中央に置かれた机と椅子。そこに対象と尋問官が座るのだと思われる。
隅の方にも机と椅子が。これは一人用だ。記録係が使う物だろう。
となると、いるべき場所はそれ以外。複数人が詰めることも想定しているのか、壁際には三脚ほど椅子が置いてある。その一つにルトは腰掛けた。
「はてさて、何が出るものやら……」
尋問すべき内容は膨大だ。目的を筆頭とした様々な情報を、ランドバルドたちは全力で聞き出そうとするだろう。

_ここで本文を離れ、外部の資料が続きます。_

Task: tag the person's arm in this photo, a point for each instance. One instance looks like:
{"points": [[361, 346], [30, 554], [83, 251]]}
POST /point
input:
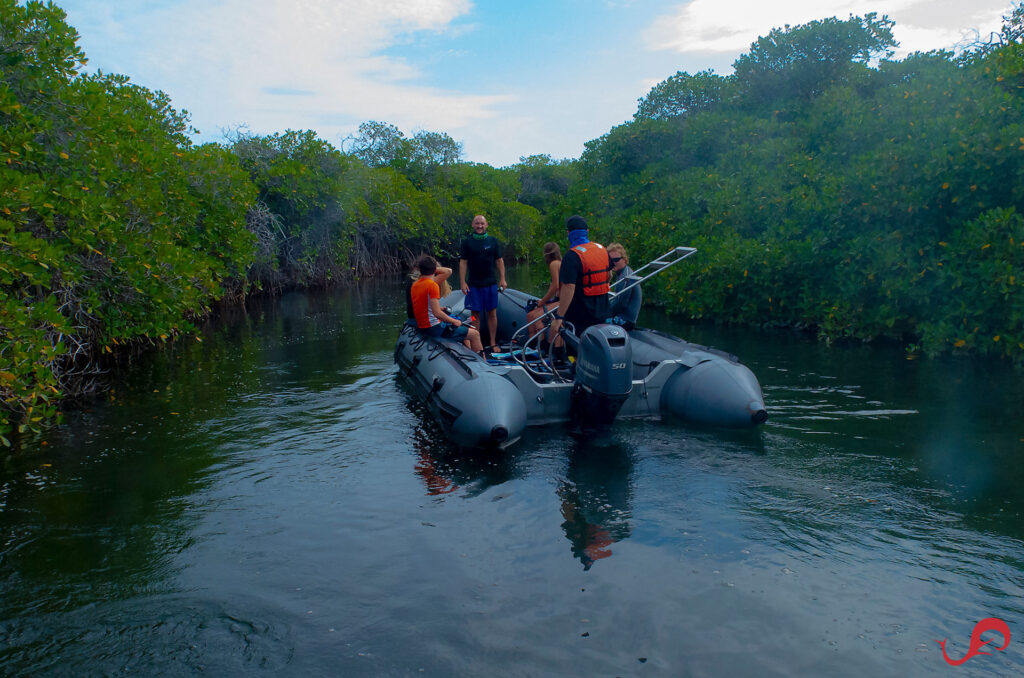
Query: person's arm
{"points": [[565, 292], [501, 273], [553, 288], [435, 308]]}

それこそ手段を選ばず。淡々と、冷徹に。言葉で精神を抉り、暴力でもって肉体を痛めつけることだろう。
なにせ相手もまたプロ。それも諜報員でありながら、使徒の祝福を与えられた最精鋭だ。生半可な追及では、情報を口にする可能性はゼロに近い。
これはある意味で根気の勝負だ。互いの使命をかけた、決して負けられぬ戦いだ。
ランドバルドたちは、殺さないギリギリを攻めながら追及し、神兵の口を割れば勝利。
神兵はそれに耐え抜き、命を落とすまで情報を吐かずにいられれば勝利。
そしてルトの役目は審判。神兵の抵抗を、そして自決という不正を防ぐ、ランドバルドたち贔屓の審判だ。
「──失礼いたします。準備の方が整いましたので、これより尋問を始めたいと思います」
──こうして一方が圧倒的に有利な、血みどろな情報戦が幕を開けた。